Ireland

TD Mick Wallace jailed for failing to pay court fine

An unmarked Garda car enters Limerick Prison with jailed TD Mick Wallace. Picture by RTE
An unmarked Garda car enters Limerick Prison with jailed TD Mick Wallace. Picture by RTE An unmarked Garda car enters Limerick Prison with jailed TD Mick Wallace. Picture by RTE

THE Independent TD who sparked a political storm with his allegations about the sale of Nama’s Project Eagle has been jailed on Wednesday for failing to pay a court fine.

Wexford deputy Mick Wallace may have to spend Christmas behind bars after he was arrested by appointment at Dublin’s Clontarf Garda Station this morning and later driven to Limerick Prison.

The former developer, who was elected to the Dáil in 2011, has been jailed for failing to pay a €2,000 fine imposed by Ennis District Court.

In April, Judge Patrick Durcan found Mr Wallace and fellow TD Clare Daly guilty of breaching airport regulations when entering a restricted area at Shannon airport on July 22 2014 during a protest against the US military’s use of the facility as a stopover.
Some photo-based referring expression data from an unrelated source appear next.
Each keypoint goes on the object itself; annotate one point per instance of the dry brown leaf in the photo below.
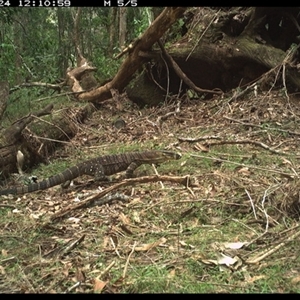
(244, 171)
(80, 276)
(99, 285)
(296, 279)
(4, 252)
(125, 220)
(201, 147)
(147, 247)
(172, 273)
(254, 278)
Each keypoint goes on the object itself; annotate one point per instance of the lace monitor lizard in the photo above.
(99, 167)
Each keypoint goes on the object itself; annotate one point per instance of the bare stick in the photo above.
(132, 181)
(127, 260)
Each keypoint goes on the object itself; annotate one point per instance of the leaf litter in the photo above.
(241, 159)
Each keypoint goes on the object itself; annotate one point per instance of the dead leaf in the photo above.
(296, 279)
(136, 217)
(99, 285)
(236, 245)
(254, 278)
(4, 252)
(201, 147)
(244, 171)
(80, 275)
(226, 260)
(146, 247)
(124, 219)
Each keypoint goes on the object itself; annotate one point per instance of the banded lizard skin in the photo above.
(99, 167)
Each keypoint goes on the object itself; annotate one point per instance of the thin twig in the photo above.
(127, 260)
(252, 204)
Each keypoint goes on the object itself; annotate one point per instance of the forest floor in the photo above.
(234, 228)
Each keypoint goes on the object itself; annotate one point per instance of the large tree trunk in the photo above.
(38, 139)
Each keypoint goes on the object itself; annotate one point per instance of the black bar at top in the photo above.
(76, 3)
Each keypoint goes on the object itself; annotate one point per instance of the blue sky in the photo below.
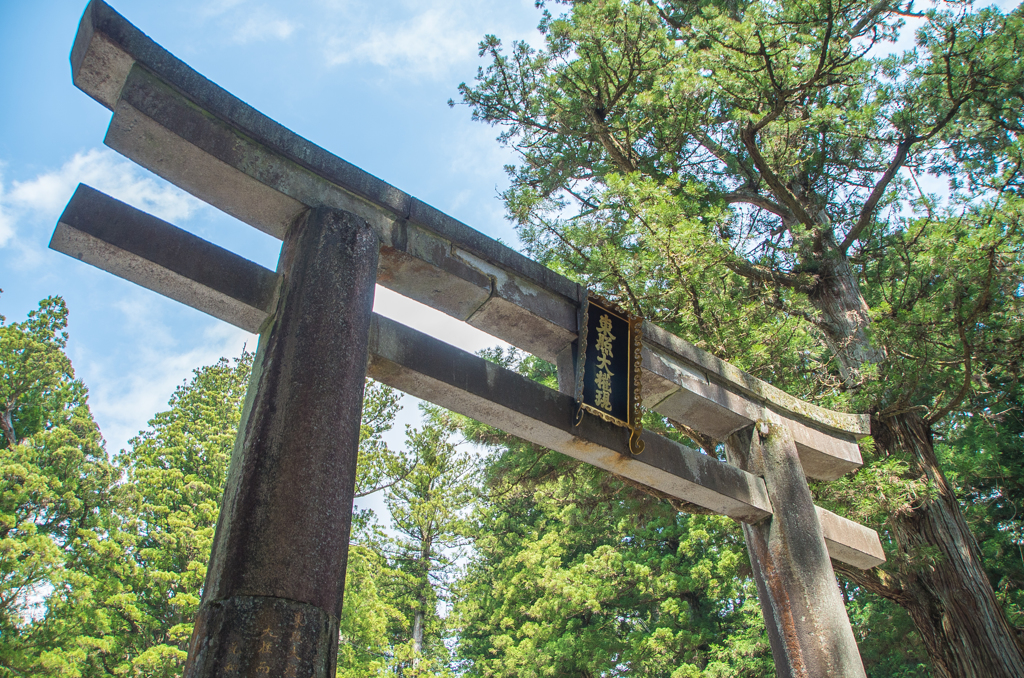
(369, 81)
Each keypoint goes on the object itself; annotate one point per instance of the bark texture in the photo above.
(949, 598)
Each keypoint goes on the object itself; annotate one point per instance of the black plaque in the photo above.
(608, 366)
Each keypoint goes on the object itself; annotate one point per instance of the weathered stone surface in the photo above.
(256, 637)
(850, 542)
(140, 248)
(286, 515)
(721, 372)
(676, 388)
(444, 375)
(807, 623)
(172, 120)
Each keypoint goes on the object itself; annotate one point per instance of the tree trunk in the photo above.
(949, 598)
(418, 632)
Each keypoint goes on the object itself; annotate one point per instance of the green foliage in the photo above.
(54, 475)
(984, 453)
(573, 573)
(577, 575)
(133, 590)
(755, 177)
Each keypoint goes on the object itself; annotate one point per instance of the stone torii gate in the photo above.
(273, 590)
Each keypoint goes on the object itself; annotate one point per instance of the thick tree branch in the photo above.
(741, 266)
(867, 211)
(749, 136)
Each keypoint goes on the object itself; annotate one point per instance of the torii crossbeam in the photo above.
(274, 585)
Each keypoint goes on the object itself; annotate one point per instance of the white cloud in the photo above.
(43, 198)
(417, 39)
(104, 171)
(128, 387)
(428, 43)
(263, 25)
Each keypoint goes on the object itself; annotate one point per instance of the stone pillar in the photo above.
(807, 623)
(273, 589)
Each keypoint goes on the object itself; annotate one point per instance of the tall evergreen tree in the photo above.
(428, 515)
(54, 475)
(752, 175)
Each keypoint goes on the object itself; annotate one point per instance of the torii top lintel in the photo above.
(224, 152)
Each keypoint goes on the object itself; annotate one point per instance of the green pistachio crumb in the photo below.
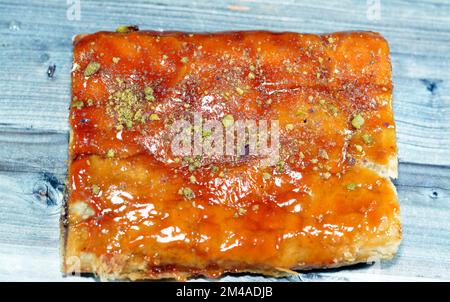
(367, 138)
(91, 69)
(154, 117)
(95, 189)
(351, 186)
(242, 211)
(207, 133)
(228, 120)
(110, 153)
(78, 104)
(323, 153)
(358, 121)
(326, 175)
(187, 193)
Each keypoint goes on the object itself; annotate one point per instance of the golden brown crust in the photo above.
(327, 202)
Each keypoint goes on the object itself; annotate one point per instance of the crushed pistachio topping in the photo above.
(154, 117)
(91, 69)
(266, 176)
(240, 212)
(207, 133)
(280, 166)
(326, 175)
(187, 193)
(148, 92)
(126, 107)
(358, 121)
(95, 189)
(110, 153)
(351, 186)
(367, 138)
(228, 120)
(323, 153)
(77, 104)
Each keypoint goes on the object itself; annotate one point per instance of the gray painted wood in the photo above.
(34, 111)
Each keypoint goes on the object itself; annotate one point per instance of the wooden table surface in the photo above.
(34, 114)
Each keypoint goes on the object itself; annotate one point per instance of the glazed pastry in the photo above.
(322, 198)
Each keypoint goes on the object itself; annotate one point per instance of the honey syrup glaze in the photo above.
(135, 206)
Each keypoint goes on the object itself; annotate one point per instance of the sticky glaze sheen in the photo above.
(321, 206)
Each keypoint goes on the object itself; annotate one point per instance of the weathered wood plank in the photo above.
(29, 224)
(416, 32)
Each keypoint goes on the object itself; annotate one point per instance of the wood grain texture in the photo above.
(34, 112)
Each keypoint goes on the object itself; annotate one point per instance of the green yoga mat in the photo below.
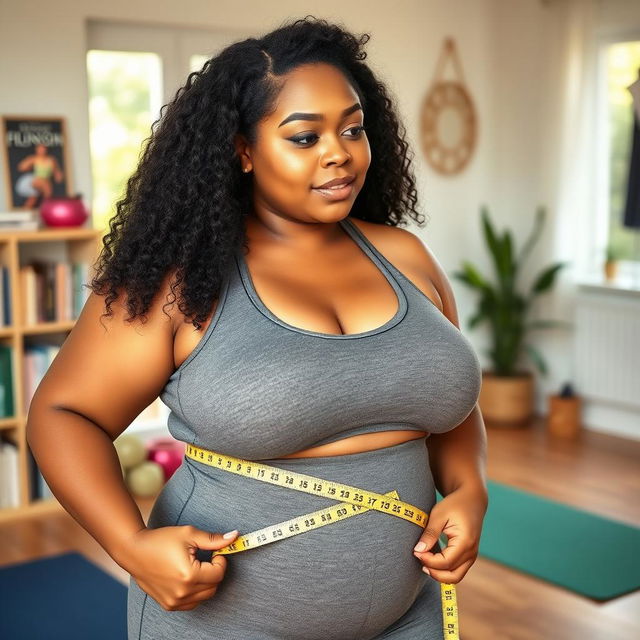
(586, 553)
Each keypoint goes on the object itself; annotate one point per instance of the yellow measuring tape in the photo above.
(352, 502)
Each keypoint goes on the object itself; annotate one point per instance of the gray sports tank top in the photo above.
(257, 387)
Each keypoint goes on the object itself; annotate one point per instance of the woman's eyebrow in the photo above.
(318, 116)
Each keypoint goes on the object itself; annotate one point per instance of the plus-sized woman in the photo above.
(256, 278)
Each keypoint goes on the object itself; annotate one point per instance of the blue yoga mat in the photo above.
(64, 597)
(581, 551)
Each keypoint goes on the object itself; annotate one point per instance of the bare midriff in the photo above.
(358, 444)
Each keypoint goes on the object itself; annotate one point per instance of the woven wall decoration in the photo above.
(448, 118)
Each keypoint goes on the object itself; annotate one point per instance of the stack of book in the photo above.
(25, 220)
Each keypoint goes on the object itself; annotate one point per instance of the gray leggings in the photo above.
(355, 579)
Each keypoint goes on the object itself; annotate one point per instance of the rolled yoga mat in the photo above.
(594, 556)
(63, 597)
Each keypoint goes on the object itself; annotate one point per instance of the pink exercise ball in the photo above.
(168, 453)
(64, 212)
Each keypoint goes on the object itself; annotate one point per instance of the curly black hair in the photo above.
(182, 210)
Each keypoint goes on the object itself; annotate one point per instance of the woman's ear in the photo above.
(243, 151)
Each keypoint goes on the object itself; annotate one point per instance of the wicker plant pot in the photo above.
(507, 401)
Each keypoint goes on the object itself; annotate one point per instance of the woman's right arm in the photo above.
(106, 372)
(99, 382)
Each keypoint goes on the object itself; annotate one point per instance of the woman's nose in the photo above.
(335, 153)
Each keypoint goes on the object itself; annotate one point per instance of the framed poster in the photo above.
(36, 159)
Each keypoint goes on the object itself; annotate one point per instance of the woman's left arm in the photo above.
(458, 464)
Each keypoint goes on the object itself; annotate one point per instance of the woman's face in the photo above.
(314, 135)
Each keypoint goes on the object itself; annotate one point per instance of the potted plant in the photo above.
(612, 255)
(506, 396)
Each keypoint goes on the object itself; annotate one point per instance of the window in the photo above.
(132, 70)
(622, 64)
(125, 89)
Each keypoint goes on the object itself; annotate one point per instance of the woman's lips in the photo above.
(336, 193)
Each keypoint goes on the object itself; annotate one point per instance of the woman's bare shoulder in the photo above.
(408, 253)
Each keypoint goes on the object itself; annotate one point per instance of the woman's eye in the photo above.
(301, 139)
(308, 138)
(359, 129)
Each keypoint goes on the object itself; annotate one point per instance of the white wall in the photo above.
(507, 53)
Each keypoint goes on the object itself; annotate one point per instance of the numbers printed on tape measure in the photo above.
(353, 501)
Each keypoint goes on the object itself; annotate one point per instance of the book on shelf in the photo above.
(19, 220)
(53, 291)
(9, 481)
(39, 488)
(6, 381)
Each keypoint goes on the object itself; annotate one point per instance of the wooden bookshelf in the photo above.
(71, 244)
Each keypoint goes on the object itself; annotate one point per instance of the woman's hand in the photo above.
(459, 515)
(164, 564)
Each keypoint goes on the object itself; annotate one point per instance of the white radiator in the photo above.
(608, 348)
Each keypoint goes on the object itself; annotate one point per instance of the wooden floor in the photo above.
(598, 473)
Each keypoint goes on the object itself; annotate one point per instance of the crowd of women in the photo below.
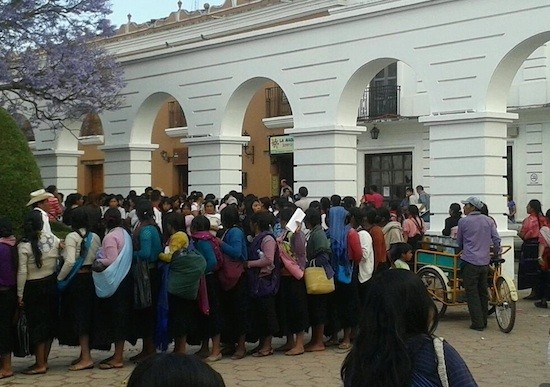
(195, 271)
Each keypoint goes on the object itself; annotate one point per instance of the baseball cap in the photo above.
(474, 201)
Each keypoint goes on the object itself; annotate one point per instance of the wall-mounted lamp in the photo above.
(374, 133)
(248, 149)
(166, 157)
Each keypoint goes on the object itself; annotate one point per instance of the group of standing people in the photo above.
(215, 274)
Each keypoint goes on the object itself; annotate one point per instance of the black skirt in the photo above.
(113, 316)
(210, 325)
(263, 318)
(8, 306)
(183, 316)
(234, 311)
(76, 309)
(41, 307)
(528, 270)
(317, 305)
(292, 309)
(145, 319)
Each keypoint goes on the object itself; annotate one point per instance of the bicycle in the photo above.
(440, 273)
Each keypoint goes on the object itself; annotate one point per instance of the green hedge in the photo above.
(19, 173)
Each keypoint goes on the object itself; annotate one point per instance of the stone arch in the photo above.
(144, 120)
(235, 110)
(503, 76)
(91, 125)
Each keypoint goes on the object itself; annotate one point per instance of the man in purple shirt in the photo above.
(476, 235)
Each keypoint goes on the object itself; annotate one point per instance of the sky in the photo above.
(144, 10)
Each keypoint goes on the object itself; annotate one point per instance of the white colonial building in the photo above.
(456, 92)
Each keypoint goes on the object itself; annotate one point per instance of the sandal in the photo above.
(81, 368)
(263, 353)
(109, 366)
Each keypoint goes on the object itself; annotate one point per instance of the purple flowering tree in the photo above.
(52, 62)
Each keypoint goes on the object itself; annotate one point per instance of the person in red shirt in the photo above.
(372, 197)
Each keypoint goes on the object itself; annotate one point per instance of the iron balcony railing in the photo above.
(379, 101)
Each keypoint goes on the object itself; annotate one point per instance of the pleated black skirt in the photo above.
(41, 307)
(76, 309)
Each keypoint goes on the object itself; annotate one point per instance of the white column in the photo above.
(127, 167)
(467, 158)
(325, 159)
(59, 168)
(215, 163)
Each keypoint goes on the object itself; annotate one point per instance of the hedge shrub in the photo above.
(19, 173)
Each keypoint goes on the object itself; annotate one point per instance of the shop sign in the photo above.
(281, 144)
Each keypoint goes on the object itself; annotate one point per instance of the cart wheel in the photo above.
(436, 287)
(505, 308)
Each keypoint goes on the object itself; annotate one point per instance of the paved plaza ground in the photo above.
(495, 358)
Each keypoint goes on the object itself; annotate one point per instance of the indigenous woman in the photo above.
(318, 249)
(395, 345)
(8, 295)
(37, 288)
(262, 255)
(212, 216)
(413, 227)
(183, 310)
(292, 296)
(147, 239)
(451, 223)
(528, 264)
(113, 286)
(77, 299)
(210, 326)
(233, 297)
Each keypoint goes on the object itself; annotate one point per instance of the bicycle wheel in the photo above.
(505, 308)
(436, 287)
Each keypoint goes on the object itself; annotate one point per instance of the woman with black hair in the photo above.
(451, 223)
(209, 325)
(212, 216)
(8, 295)
(318, 249)
(528, 276)
(77, 299)
(233, 297)
(263, 262)
(73, 201)
(413, 227)
(147, 239)
(112, 313)
(174, 370)
(395, 345)
(37, 288)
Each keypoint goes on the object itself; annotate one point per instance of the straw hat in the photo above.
(38, 196)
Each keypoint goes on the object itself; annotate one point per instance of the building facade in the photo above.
(452, 95)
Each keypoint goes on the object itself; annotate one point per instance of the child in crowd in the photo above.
(401, 254)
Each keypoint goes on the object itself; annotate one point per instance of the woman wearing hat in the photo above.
(8, 295)
(37, 288)
(528, 276)
(40, 202)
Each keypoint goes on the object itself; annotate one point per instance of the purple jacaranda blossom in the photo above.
(52, 61)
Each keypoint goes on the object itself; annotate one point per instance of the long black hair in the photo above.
(174, 370)
(32, 226)
(397, 308)
(79, 220)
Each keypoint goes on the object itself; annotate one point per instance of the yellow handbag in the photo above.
(317, 281)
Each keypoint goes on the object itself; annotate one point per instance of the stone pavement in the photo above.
(495, 359)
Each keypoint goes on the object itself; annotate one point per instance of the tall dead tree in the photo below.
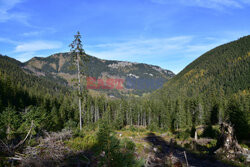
(77, 51)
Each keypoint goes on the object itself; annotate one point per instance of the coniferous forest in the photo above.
(39, 117)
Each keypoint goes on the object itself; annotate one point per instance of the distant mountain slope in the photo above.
(11, 71)
(139, 78)
(223, 70)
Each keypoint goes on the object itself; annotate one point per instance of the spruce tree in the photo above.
(77, 51)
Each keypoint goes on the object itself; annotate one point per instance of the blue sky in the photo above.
(168, 33)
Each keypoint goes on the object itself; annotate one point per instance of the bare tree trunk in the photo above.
(79, 91)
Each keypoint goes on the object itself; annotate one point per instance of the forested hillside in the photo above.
(211, 90)
(139, 78)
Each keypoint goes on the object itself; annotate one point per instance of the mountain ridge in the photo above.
(225, 68)
(58, 67)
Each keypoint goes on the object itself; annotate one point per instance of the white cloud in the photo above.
(37, 46)
(27, 56)
(32, 33)
(5, 14)
(213, 4)
(7, 40)
(138, 48)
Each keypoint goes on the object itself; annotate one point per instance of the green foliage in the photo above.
(113, 152)
(184, 135)
(239, 118)
(9, 123)
(210, 132)
(82, 143)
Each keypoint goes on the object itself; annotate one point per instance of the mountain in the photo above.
(139, 78)
(221, 71)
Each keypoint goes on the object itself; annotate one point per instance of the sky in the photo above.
(167, 33)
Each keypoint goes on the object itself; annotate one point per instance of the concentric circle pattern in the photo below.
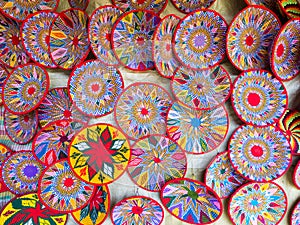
(258, 203)
(5, 140)
(163, 56)
(20, 9)
(35, 37)
(291, 8)
(52, 142)
(197, 131)
(221, 176)
(58, 106)
(202, 89)
(69, 43)
(132, 38)
(100, 28)
(289, 123)
(94, 88)
(155, 160)
(296, 175)
(5, 198)
(28, 209)
(137, 210)
(191, 201)
(285, 59)
(60, 190)
(259, 153)
(25, 88)
(199, 39)
(21, 173)
(295, 217)
(21, 128)
(250, 37)
(259, 98)
(12, 52)
(141, 110)
(186, 6)
(156, 6)
(99, 154)
(96, 211)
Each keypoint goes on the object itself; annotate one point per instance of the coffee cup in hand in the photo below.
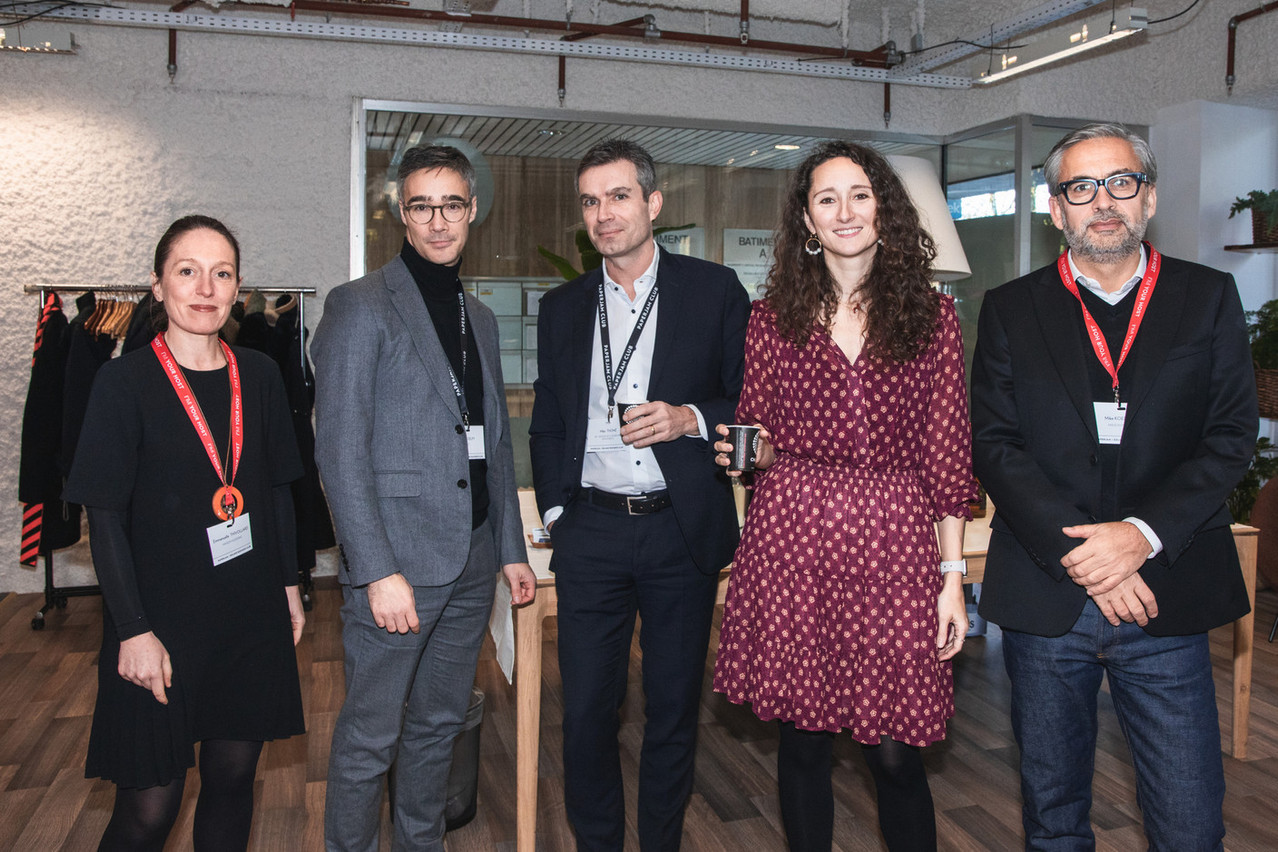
(745, 447)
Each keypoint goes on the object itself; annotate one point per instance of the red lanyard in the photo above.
(228, 501)
(1138, 312)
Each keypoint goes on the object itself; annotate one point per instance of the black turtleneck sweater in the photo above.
(440, 288)
(1112, 321)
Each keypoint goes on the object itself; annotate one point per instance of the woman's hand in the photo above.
(763, 456)
(951, 617)
(145, 662)
(297, 613)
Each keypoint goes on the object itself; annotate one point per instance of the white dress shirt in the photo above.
(1093, 286)
(629, 470)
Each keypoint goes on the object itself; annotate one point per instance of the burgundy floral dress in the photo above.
(831, 612)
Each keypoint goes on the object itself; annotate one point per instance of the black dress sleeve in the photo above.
(113, 560)
(285, 533)
(105, 469)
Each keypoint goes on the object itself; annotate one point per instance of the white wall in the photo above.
(1208, 155)
(99, 152)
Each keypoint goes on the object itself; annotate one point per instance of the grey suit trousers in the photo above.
(409, 690)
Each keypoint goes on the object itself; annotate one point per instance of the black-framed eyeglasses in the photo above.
(1120, 187)
(451, 211)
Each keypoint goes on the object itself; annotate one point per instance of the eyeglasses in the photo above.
(453, 211)
(1120, 187)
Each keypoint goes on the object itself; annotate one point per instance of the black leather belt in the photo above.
(638, 505)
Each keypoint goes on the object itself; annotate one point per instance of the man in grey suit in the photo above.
(413, 446)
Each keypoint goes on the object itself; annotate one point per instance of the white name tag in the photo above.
(603, 434)
(474, 442)
(230, 539)
(1109, 419)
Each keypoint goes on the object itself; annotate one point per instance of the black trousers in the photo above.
(608, 566)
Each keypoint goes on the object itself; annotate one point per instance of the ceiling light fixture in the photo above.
(1053, 47)
(33, 38)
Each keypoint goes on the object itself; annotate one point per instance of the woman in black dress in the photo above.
(184, 465)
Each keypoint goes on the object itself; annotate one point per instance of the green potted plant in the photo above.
(1264, 215)
(1263, 466)
(1263, 336)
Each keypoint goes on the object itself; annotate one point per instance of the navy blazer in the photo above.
(1189, 434)
(698, 359)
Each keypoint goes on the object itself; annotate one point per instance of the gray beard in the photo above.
(1086, 249)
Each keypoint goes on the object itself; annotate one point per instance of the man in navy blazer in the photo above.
(1113, 410)
(413, 443)
(640, 517)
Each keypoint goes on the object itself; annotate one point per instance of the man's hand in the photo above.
(1109, 553)
(392, 604)
(523, 583)
(1130, 600)
(654, 422)
(145, 662)
(297, 612)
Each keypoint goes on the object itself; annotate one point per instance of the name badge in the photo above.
(603, 436)
(1109, 419)
(474, 442)
(228, 540)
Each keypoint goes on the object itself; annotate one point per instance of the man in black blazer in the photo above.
(1113, 410)
(639, 515)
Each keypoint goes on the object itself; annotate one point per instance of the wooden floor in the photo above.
(46, 698)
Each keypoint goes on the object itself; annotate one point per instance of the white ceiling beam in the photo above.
(284, 27)
(996, 35)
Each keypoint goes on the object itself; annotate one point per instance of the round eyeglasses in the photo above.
(1120, 187)
(422, 213)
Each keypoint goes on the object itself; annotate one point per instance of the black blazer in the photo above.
(702, 312)
(1189, 434)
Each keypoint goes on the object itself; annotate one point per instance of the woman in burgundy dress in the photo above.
(846, 604)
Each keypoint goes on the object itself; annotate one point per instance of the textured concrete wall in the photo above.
(100, 151)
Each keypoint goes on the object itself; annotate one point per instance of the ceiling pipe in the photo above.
(881, 56)
(1265, 8)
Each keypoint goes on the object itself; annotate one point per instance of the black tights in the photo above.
(224, 811)
(804, 764)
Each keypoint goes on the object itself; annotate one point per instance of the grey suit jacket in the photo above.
(390, 445)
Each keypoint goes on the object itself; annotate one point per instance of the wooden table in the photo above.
(528, 657)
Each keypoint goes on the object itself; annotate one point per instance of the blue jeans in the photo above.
(1164, 699)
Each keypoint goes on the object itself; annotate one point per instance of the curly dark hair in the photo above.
(901, 305)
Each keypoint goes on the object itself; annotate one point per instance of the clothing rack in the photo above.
(142, 289)
(56, 595)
Speaking on the court steps at the time, Mr Wallace declared: “I wouldn’t pay that fine to save my life”.

Arriving at the prison in an unmarked Garda car this afternoon, Mr Wallace told waiting reporters that prison “won’t be as bad for me as it is for the people in Syria, Iraq or Afghanistan”.

Mr Wallace made headlines in the summer when he used Dáil privilege to allege that a £7 million fixer's fee in an Isle of Man bank account was “reportedly earmarked for a Northern Ireland politician” or party, as part of the £1.3 billion sale of Nama’s Northern Ireland loan portfolio to US investment firm Cerberus.

He has also claimed in Leinster House in September that £45 million was paid in “fixer fees” in relation to the sale.

Nama has denied any wrongdoing.

Anti-war groups have rallied around the jailed TD, with Shannonwatch demanding his “immediate release”.

The group said that the two convicted deputies had “spent years trying to get answers from government ministers about the US military planes passing through Shannon”.

Spokesman Edward Horgan said that if Mr Wallace remained in the prison there would be a peace vigil at its doors at 5pm on Friday to “enable supporters to show their solidarity”.

“We intend to let the voice of the Irish people be heard speaking truth to power,” he said.

The Galway Alliance Against War also condemned the arrest, saying: “It highlights once more the hypocrisy of this government, which pretends to support peace in the world and Irish neutrality, but at the same time allows Shannon airport to continue to be a US military base through which Washington has waged war on the world for the past 14 years leaving a bloody trail of countless deaths and widespread devastation resulting in an ever growing swell of refugees.”

Workers’ Party president Michael Donnelly said his party supported calls by the Peace & Neutrality Alliance (PANA) for a picket to be placed outside Leinster House tomorrow at 1pm.